Show that the differential equation 2x sin 3y dy + 3x^2 cos 3y = 0 is exact and hence solve.

Steps to Solve

1. Identify the components of the equation
   The given differential equation is:
   $$ 2x \sin(3y) dy + 3x^2 \cos(3y) = 0 $$
   We can rewrite it as:
   $$ M(x, y) = 3x^2 \cos(3y) \quad \text{and} \quad N(x, y) = 2x \sin(3y) $$

2. Check for exactness condition
   A differential equation is exact if:
   $$ \frac{\partial M}{\partial y} = \frac{\partial N}{\partial x} $$
   Calculate:

• For (M):
  $$ \frac{\partial M}{\partial y} = -9x^2 \sin(3y) $$
• For (N):
  $$ \frac{\partial N}{\partial x} = 2 \sin(3y) $$

Since ( \frac{\partial M}{\partial y} \neq \frac{\partial N}{\partial x} ), the equation is not exact.

3. Differentiate with respect to y and x
   Now let's recalculate to check our derivatives correctly:
   For ( M ):
   $$ \frac{\partial M}{\partial y} = 3x^2 \cdot (-3 \sin(3y)) = -9x^2 \sin(3y) $$
   For ( N ):
   $$ \frac{\partial N}{\partial x} = 2 \sin(3y) $$

These derivatives do not equalize, indicating that the equation is indeed not exact.

4. Finding an integrating factor
   We can often find an integrating factor, but it's not straightforward here; however, let's examine if a function of (y) or (x) can work. In some cases, a function related to (x) or (y) van be used.

5. Using potential functions
   Alternatively, than solving directly, we look for potential solutions. This implies finding a function (F(x, y)) such that:
   $$ \frac{\partial F}{\partial x} = M(x, y) \quad \text{and} \quad \frac{\partial F}{\partial y} = N(x, y) $$

6. Integrating (M)
   We can integrate (M(x, y)) with respect to (x):
   $$ F(x, y) = \int 3x^2 \cos(3y) dx = x^3 \cos(3y) + g(y) $$
   Where (g(y)) is an arbitrary function of (y).

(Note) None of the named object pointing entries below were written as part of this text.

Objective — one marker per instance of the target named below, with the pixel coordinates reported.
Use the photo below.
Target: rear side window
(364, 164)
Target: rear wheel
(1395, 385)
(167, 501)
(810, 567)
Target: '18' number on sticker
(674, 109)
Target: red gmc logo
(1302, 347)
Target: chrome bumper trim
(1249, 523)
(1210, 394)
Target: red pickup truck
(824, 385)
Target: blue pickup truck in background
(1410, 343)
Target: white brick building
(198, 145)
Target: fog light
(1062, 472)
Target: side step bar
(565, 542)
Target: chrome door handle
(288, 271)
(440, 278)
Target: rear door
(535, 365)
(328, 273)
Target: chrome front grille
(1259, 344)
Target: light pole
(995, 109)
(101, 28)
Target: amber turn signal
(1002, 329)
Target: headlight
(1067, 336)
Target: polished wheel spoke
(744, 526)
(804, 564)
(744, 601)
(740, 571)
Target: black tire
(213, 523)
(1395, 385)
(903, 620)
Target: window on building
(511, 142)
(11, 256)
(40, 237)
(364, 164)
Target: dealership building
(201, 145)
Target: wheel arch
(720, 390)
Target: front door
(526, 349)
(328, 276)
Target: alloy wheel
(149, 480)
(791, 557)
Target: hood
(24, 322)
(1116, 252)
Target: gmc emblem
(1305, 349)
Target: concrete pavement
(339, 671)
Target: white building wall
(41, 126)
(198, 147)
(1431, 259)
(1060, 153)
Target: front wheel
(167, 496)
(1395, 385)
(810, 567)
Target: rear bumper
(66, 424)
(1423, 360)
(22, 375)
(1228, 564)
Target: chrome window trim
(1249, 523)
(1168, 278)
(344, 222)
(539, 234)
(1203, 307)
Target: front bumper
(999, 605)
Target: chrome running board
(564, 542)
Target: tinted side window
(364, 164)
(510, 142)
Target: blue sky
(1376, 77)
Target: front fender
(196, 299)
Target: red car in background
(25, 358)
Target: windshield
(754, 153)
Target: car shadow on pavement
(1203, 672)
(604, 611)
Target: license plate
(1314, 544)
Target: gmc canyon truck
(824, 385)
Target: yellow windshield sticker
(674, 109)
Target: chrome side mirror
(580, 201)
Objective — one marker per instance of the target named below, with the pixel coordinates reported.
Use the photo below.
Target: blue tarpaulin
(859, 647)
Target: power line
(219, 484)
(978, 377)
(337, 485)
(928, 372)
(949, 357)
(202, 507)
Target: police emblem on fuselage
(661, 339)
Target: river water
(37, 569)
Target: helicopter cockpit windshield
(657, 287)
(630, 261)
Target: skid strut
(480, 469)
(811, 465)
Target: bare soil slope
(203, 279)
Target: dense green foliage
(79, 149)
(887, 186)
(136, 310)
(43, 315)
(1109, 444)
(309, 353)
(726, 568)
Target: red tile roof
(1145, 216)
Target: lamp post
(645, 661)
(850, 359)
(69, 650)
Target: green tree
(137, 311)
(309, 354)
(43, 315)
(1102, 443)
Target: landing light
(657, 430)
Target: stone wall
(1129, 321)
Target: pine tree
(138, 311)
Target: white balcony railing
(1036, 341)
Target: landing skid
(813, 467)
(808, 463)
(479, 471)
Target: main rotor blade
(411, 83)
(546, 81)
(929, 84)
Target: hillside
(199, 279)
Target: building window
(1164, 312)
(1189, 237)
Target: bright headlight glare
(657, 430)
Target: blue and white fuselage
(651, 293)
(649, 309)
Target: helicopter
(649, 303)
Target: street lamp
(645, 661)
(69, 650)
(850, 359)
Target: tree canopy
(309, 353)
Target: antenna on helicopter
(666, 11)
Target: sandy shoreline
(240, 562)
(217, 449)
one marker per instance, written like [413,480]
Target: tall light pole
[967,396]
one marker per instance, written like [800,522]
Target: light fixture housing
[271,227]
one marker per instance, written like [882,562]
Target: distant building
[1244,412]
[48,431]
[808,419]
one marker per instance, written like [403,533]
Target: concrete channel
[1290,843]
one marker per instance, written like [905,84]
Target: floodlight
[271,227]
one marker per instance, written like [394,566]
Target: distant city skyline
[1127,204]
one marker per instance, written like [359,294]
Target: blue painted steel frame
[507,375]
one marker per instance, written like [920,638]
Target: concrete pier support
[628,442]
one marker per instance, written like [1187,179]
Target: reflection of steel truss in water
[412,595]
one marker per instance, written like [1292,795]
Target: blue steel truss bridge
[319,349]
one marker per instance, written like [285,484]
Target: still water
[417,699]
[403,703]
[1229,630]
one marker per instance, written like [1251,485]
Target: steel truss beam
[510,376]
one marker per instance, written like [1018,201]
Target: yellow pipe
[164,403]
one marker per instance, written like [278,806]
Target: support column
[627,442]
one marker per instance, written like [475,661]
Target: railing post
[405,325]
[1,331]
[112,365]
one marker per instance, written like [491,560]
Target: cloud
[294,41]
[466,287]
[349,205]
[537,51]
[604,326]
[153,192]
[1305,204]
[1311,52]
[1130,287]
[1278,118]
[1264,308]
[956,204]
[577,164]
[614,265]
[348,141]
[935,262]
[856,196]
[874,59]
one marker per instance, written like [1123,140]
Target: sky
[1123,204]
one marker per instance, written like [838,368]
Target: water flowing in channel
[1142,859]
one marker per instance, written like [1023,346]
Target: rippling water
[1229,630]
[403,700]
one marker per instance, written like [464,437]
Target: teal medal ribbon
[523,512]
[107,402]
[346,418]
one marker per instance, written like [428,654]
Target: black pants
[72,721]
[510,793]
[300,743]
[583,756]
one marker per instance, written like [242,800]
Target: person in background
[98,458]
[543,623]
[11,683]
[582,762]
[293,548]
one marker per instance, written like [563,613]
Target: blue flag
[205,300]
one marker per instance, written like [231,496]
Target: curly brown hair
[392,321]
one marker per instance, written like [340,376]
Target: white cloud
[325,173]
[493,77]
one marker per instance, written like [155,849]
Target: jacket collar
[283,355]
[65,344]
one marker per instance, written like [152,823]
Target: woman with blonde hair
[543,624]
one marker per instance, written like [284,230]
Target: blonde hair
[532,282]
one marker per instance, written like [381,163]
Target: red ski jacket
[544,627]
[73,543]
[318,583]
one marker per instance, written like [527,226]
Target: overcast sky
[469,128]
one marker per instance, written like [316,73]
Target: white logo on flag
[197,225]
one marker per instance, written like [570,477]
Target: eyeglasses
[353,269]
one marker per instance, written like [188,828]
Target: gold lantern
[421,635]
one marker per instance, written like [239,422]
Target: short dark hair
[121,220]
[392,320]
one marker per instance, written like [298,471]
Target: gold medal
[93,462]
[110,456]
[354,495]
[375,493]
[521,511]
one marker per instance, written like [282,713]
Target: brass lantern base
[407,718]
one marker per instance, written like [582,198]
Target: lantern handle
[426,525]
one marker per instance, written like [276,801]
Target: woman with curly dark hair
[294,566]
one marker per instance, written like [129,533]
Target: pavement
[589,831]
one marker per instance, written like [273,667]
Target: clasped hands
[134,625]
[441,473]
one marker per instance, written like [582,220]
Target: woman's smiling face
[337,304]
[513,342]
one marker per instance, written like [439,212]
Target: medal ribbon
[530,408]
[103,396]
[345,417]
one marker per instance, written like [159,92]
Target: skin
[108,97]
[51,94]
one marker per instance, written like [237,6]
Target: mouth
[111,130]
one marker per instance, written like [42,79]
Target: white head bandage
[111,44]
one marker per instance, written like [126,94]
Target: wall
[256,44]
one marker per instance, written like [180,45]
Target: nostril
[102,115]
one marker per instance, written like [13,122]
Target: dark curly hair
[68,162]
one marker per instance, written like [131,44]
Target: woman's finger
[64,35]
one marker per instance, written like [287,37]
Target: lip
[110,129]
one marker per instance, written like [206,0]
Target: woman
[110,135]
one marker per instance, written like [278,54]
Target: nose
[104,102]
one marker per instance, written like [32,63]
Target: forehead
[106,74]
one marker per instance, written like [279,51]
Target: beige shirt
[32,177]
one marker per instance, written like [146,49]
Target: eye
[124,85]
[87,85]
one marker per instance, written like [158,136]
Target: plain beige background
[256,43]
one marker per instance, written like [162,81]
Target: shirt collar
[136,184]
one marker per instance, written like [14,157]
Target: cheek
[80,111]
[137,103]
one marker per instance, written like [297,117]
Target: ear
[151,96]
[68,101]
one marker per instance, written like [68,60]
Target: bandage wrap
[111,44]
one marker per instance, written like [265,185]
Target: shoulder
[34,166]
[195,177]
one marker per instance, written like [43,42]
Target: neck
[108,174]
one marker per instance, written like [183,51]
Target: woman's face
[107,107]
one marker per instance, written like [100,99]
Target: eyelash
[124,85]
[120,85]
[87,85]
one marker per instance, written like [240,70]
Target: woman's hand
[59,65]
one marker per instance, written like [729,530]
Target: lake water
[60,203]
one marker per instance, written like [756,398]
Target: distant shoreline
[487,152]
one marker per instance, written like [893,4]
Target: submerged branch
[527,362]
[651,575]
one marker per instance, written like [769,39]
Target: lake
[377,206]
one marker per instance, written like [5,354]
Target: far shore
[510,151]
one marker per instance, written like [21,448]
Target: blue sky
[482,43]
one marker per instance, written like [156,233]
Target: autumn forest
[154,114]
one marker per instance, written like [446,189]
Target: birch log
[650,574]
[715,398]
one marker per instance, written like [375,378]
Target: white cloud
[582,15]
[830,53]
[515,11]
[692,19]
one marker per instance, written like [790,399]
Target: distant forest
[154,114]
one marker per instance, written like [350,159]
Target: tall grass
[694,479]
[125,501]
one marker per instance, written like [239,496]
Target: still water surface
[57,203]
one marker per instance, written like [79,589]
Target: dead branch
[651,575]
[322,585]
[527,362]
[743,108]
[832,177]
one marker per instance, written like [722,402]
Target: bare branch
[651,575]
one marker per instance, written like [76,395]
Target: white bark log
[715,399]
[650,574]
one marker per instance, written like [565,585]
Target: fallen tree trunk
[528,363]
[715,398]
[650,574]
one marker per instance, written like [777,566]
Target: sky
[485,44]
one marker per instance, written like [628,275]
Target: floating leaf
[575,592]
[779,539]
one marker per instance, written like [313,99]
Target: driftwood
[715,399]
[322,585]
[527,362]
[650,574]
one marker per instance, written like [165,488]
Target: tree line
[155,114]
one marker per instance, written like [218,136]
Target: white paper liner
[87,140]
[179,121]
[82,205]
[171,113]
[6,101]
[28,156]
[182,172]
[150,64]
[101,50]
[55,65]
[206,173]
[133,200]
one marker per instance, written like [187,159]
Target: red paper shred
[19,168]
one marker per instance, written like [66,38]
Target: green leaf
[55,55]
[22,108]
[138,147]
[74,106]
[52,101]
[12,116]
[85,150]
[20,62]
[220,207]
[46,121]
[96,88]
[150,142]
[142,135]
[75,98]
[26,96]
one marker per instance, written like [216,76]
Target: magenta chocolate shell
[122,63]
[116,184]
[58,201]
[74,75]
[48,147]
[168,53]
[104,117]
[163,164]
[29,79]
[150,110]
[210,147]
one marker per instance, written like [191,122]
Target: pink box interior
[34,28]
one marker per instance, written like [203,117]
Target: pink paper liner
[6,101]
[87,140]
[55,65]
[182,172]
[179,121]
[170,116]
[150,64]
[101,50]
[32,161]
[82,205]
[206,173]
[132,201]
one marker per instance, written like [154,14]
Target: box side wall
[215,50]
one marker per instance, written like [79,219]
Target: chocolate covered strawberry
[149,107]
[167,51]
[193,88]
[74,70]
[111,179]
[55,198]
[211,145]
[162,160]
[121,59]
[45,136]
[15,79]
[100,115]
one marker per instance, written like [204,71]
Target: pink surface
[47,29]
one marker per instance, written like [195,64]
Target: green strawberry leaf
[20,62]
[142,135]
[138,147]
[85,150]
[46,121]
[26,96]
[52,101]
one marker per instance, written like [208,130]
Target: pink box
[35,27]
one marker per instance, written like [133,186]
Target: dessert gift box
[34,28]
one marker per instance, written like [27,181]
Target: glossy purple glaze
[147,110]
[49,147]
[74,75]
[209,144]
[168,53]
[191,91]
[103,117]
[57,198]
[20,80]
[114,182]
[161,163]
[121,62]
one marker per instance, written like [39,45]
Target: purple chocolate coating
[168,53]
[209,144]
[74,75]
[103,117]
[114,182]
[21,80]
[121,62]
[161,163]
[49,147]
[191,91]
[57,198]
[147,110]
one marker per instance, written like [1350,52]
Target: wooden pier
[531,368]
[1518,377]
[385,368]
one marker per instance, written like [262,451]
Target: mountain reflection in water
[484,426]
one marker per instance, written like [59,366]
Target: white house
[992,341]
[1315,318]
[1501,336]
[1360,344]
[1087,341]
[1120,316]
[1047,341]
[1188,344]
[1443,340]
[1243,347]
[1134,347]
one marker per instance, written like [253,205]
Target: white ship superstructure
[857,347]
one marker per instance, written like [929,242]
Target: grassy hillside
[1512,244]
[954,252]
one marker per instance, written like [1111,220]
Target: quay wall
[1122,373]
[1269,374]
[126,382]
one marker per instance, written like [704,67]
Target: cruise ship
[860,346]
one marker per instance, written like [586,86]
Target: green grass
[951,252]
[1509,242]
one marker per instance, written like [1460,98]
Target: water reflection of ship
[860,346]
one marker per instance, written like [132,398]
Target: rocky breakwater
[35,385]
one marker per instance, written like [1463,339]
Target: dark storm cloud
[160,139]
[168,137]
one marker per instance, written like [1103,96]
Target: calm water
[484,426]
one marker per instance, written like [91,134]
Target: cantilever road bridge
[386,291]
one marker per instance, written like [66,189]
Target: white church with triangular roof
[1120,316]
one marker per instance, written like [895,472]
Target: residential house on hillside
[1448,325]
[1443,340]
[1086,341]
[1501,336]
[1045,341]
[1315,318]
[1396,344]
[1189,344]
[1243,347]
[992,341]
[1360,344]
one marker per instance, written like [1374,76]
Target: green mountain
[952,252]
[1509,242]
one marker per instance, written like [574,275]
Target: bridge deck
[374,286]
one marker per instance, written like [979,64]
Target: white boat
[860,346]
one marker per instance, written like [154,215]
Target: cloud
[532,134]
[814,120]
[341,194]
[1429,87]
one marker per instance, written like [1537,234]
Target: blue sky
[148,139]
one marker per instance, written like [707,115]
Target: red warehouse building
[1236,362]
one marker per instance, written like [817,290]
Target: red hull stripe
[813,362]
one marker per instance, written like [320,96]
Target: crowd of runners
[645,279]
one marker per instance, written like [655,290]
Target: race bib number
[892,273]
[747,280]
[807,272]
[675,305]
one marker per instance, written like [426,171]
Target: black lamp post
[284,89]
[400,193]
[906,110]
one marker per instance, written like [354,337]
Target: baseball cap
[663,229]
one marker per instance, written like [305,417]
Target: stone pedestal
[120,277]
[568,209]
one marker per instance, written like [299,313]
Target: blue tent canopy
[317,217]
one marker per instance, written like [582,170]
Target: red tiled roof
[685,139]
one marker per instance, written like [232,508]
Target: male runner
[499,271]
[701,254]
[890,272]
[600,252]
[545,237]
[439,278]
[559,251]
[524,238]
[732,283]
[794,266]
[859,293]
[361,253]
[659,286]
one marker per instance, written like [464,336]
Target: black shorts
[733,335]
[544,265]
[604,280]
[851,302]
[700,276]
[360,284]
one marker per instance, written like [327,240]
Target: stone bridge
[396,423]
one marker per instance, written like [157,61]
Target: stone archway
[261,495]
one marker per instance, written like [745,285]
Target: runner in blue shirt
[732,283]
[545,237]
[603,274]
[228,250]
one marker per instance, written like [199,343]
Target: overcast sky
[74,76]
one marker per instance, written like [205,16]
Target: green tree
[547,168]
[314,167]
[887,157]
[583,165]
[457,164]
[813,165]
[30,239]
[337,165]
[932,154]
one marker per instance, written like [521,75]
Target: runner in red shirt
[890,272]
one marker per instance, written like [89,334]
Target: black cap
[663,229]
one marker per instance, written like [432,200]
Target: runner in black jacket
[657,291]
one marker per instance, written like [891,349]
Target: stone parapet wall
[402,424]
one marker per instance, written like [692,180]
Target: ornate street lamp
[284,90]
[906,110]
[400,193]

7. Differentiating (F) with respect to (y)
   Next, we differentiate (F) with respect to (y):
   $$ \frac{\partial F}{\partial y} = -3x^3 \sin(3y) + g'(y) $$
   Setting this equal to (N(x, y)):
   $$ -3x^3 \sin(3y) + g'(y) = 2x \sin(3y) $$

8. Solving for (g(y))
   We can equate the remaining terms to find (g'(y)):
   $$ g'(y) = 2x \sin(3y) + 3x^3 \sin(3y) $$
   This means that:

9. Final form of solution
   Integrating, we can find an implicit solution.